Borough facing spike in insurance costs


NAUGATUCK — Naugatuck officials have just started assembling the borough’s 2015 budget, and they are already looking at an increase of between $3.2 million and $5.5 million. And that’s just for health insurance.

The borough has received renewal rate estimates of up to 34 percent from its insurance carrier, Aetna, for both municipal and school employees. Currently, the borough pays $10 million for school employees and another $6.3 million for municipal employees. If the rates jump 34 percent, it would mean an increase of about $5.5 million for the next fiscal year, which runs from July 1, 2014, to June 30, 2015.

There is some hope for taxpayers, but not much.

The borough is shopping around for better rates. Unfortunately, the best rate officials have found is 20 percent higher than the current cost, meaning the borough’s expense would jump about $3.2 million, borough and school Controller Bob Butler said.

“This isn’t like the private sector where we can just go and change the health care plans,” he said. “All of the changes to insurance must be negotiated through the unions.”

The Naugatuck Board of Finance will ultimately make a decision on all spending in the borough. The board has received proposed budget plans from most municipal department heads, but will not hear education funding proposals until April 7. All departments could face cuts if the insurance bill jumps as high as the predictions.

Butler said insurance companies have told the borough that rates are going up based upon its history: Naugatuck has had several major insurance claims in the past few years, and the rates will reflect the cost.

Also, he said, taxes on insurance implemented by the federal healthcare legislation are being passed on to customers. Though officials have talked about going to a self-funded insurance plan, Butler said he doesn’t foresee that happening in the near future because Naugatuck doesn’t have enough money in reserve at this point.

Also, the Naugatuck Board of Education has had a bad experience with self-funded insurance. At one point during the 2007-08 school year, the board was facing a significant budget deficit because, officials say, the board did not reserve enough money for its self-funded account. Butler said the school board was forced to borrow $5 million from the borough to make up that anticipated deficit; that money was eventually paid back. After that, the school board went to a fully-funded insurance plan.

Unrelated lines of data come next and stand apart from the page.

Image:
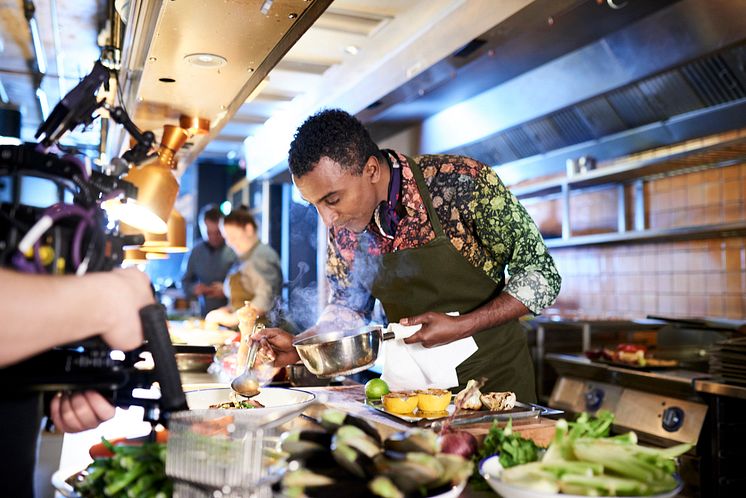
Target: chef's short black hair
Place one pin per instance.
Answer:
(335, 134)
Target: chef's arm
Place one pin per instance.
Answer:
(502, 309)
(43, 311)
(511, 237)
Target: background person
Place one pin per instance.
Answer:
(255, 277)
(208, 263)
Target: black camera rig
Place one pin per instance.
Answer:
(74, 236)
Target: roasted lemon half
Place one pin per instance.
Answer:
(400, 401)
(433, 400)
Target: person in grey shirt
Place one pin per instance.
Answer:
(256, 276)
(209, 263)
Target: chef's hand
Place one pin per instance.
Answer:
(281, 343)
(80, 411)
(122, 315)
(437, 329)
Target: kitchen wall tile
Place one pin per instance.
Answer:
(733, 306)
(733, 282)
(680, 283)
(713, 193)
(713, 214)
(732, 191)
(715, 306)
(732, 260)
(713, 175)
(732, 212)
(714, 283)
(695, 216)
(696, 283)
(650, 302)
(697, 305)
(678, 182)
(731, 173)
(665, 282)
(695, 195)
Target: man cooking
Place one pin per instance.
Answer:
(443, 229)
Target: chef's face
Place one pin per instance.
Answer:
(342, 198)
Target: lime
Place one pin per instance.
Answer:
(375, 388)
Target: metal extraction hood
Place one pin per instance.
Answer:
(564, 79)
(201, 58)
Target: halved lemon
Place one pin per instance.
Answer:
(400, 402)
(433, 400)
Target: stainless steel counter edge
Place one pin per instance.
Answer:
(719, 389)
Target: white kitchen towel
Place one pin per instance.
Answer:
(413, 366)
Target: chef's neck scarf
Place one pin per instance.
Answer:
(386, 214)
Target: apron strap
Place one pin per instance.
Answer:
(426, 198)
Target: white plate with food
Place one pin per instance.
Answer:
(491, 470)
(273, 405)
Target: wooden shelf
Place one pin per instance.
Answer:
(669, 234)
(707, 157)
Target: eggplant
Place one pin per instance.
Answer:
(354, 437)
(354, 461)
(417, 470)
(321, 462)
(383, 486)
(413, 440)
(298, 483)
(300, 442)
(456, 468)
(331, 420)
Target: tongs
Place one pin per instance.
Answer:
(247, 384)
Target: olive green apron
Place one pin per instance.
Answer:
(436, 277)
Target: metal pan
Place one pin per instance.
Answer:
(341, 352)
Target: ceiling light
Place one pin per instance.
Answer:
(43, 103)
(172, 242)
(194, 125)
(157, 187)
(257, 90)
(205, 60)
(41, 60)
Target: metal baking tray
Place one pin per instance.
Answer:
(520, 411)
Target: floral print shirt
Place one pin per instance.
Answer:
(482, 218)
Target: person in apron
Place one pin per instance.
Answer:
(255, 277)
(425, 237)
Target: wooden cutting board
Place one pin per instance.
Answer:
(351, 399)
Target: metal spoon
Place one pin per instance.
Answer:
(247, 384)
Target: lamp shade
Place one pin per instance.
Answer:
(156, 193)
(138, 257)
(172, 242)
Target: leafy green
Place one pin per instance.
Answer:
(583, 460)
(131, 472)
(513, 450)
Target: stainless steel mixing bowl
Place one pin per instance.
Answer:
(340, 353)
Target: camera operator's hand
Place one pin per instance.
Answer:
(43, 311)
(76, 412)
(129, 291)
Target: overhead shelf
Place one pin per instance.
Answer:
(718, 154)
(716, 151)
(669, 234)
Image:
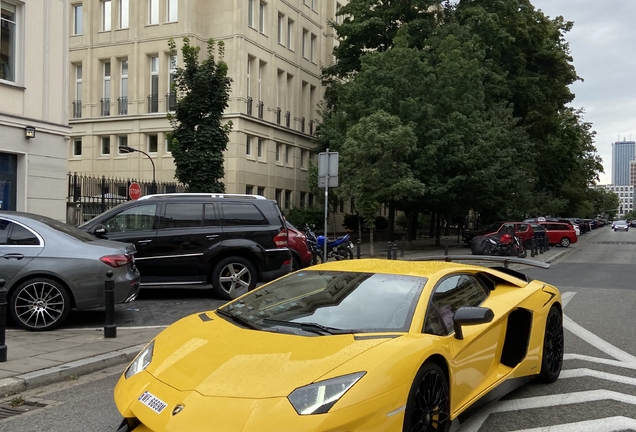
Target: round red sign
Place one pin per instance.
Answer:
(134, 191)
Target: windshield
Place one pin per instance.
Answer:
(360, 302)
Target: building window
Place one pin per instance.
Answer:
(281, 24)
(287, 199)
(105, 145)
(259, 149)
(122, 141)
(305, 42)
(173, 8)
(77, 19)
(123, 89)
(77, 146)
(124, 8)
(248, 146)
(153, 143)
(106, 15)
(8, 37)
(312, 48)
(290, 33)
(153, 11)
(261, 16)
(153, 99)
(250, 13)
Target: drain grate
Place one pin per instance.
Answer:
(7, 411)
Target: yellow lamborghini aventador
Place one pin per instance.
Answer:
(356, 345)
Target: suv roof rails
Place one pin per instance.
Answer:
(207, 195)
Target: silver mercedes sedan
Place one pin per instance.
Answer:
(50, 267)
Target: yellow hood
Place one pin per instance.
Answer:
(218, 358)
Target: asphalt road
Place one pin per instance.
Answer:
(595, 393)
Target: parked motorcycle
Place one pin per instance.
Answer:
(504, 243)
(338, 249)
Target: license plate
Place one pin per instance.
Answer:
(152, 402)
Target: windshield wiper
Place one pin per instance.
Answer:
(310, 327)
(239, 319)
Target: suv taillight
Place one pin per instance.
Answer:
(281, 239)
(117, 260)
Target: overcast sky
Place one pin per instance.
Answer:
(603, 45)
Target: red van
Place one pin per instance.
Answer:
(560, 233)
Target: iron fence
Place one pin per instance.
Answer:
(90, 196)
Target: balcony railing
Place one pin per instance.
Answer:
(77, 109)
(122, 105)
(261, 106)
(171, 101)
(153, 103)
(105, 105)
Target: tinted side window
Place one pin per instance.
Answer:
(4, 231)
(182, 215)
(449, 295)
(138, 218)
(242, 214)
(210, 218)
(22, 236)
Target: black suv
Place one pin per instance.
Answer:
(228, 241)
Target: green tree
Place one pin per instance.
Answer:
(199, 137)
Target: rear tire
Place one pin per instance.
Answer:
(428, 404)
(552, 358)
(232, 277)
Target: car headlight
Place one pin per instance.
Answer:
(318, 398)
(140, 362)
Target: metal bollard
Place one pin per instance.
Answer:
(110, 329)
(3, 321)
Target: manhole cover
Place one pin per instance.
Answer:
(615, 242)
(7, 411)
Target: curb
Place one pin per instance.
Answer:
(27, 381)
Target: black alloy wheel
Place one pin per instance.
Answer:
(40, 304)
(428, 405)
(553, 347)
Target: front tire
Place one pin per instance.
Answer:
(40, 304)
(232, 277)
(428, 405)
(552, 358)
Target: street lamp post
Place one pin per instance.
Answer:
(127, 149)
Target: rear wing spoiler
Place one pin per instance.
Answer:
(485, 258)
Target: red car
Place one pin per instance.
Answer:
(297, 243)
(523, 230)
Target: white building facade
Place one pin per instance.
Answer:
(34, 129)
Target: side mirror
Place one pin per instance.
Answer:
(470, 316)
(100, 230)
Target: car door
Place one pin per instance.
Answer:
(138, 225)
(18, 246)
(187, 233)
(475, 359)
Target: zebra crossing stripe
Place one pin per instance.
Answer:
(610, 424)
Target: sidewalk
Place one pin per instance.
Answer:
(40, 358)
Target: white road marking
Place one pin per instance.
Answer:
(609, 424)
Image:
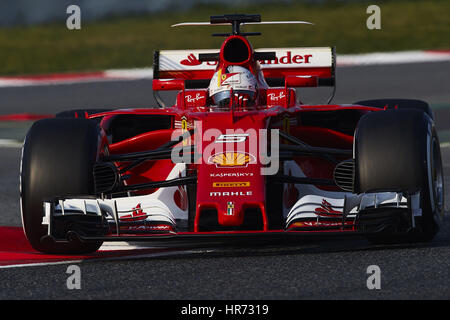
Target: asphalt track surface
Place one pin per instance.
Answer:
(319, 269)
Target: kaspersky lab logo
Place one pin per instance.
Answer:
(231, 159)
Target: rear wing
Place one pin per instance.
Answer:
(198, 64)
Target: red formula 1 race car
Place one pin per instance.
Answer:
(238, 155)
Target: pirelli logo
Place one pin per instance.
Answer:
(231, 184)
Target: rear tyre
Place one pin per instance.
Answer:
(79, 113)
(57, 160)
(398, 150)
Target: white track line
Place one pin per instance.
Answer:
(122, 257)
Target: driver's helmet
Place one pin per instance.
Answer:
(235, 80)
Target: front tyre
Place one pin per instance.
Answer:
(398, 150)
(57, 161)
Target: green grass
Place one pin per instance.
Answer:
(130, 42)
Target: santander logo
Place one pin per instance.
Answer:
(191, 60)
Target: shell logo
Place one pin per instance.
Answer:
(231, 159)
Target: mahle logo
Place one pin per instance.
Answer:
(234, 148)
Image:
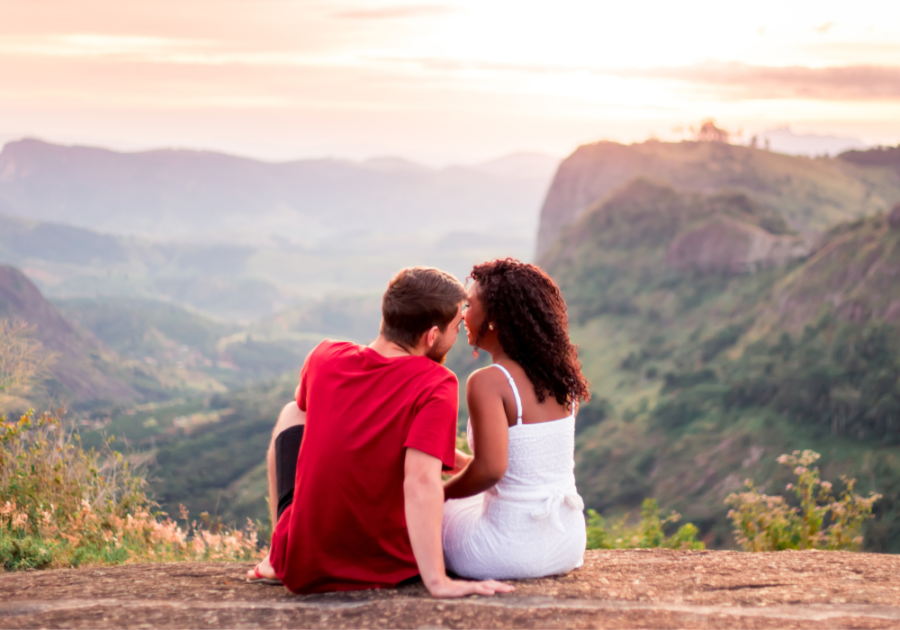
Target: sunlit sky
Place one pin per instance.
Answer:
(440, 82)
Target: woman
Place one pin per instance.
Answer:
(513, 511)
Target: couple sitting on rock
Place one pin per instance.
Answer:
(356, 462)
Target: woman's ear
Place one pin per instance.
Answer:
(431, 337)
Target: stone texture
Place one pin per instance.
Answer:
(615, 589)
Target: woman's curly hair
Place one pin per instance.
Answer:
(529, 313)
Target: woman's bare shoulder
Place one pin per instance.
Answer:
(485, 379)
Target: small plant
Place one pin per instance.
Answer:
(62, 505)
(645, 535)
(821, 521)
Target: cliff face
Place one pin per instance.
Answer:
(82, 370)
(810, 194)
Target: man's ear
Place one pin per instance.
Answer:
(431, 336)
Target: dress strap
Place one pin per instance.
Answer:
(515, 389)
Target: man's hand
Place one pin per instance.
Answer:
(449, 589)
(424, 504)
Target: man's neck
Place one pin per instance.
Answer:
(391, 350)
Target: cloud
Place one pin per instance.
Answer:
(385, 13)
(729, 80)
(861, 82)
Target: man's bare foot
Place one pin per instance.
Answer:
(263, 573)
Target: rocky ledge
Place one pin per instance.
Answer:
(651, 588)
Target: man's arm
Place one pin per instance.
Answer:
(460, 461)
(424, 505)
(491, 433)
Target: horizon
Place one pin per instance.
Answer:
(439, 83)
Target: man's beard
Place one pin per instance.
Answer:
(438, 354)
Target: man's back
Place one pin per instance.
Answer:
(346, 527)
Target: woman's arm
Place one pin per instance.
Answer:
(491, 433)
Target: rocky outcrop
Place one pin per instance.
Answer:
(855, 271)
(734, 247)
(641, 588)
(811, 195)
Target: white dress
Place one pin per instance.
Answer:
(531, 523)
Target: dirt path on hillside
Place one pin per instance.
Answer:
(615, 589)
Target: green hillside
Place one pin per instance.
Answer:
(704, 370)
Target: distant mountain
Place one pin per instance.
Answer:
(811, 195)
(783, 140)
(178, 194)
(84, 371)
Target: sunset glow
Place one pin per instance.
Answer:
(441, 82)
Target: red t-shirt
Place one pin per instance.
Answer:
(346, 529)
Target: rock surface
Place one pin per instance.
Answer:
(615, 589)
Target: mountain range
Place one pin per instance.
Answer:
(730, 304)
(240, 239)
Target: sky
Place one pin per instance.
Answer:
(441, 82)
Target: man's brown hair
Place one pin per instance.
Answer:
(418, 298)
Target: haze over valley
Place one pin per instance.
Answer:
(730, 303)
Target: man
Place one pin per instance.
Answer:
(361, 505)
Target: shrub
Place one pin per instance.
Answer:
(648, 533)
(62, 505)
(768, 523)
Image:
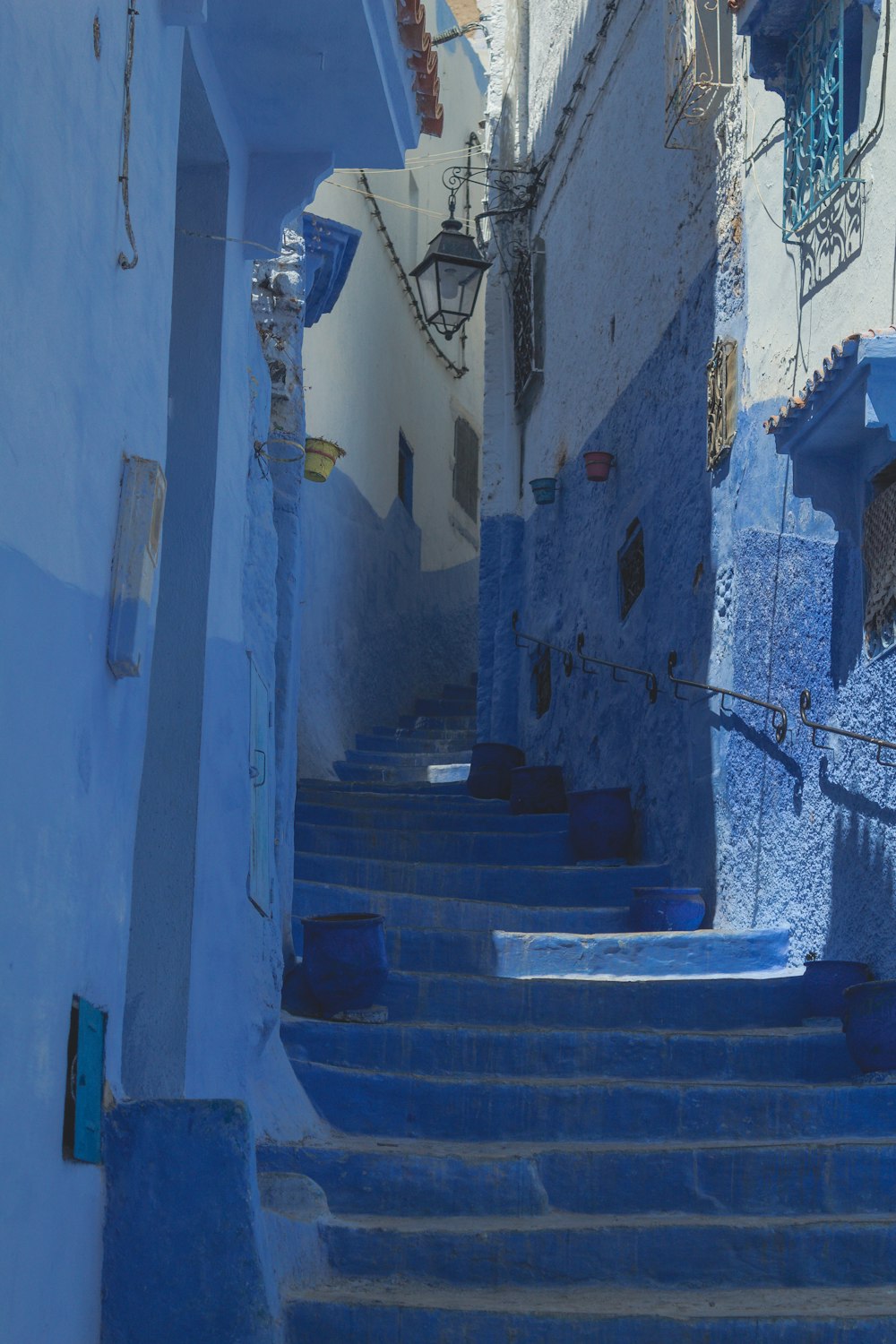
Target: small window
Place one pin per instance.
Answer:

The borough has found ways to bring down its insurance costs in recent years, Mayor Robert Mezzo said. Most employees are now on health savings accounts rather than traditional health insurance plans, which has saved the borough millions. And, he said, Naugatuck has switched insurance carriers three times in the past five years.

“Unfortunately, there are only so many insurance carriers out there,” he said. “We have been as proactive as possible in addressing the health care costs, but each and every year we are faced with higher costs and more challenges.”

Despite those challenges, Naugatuck taxpayers hope officials can find a way to bring costs down; most say they do not want to see a tax rate increase.

Currently, the town and school system operate on a combined $110.9 million budget; the school system makes up the most of that, at $59.47 million. The current tax rate is 44.3 mills. It jumped significantly last year from 2012-13 after a state-mandated revaluation saw the average home drop in value by 29 percent. The average homeowner, with a house assessed at $120,000, pays just under $5,400 in property taxes.

Board of Finance Chairwoman Diane Scinto said looking at the insurance numbers is scary. She said her board will have to make up the difference somewhere.

“We can’t absorb a $3 million increase; we would have to cut somewhere,” she said. “And I can’t even begin to tell you where we’d begin to cut.”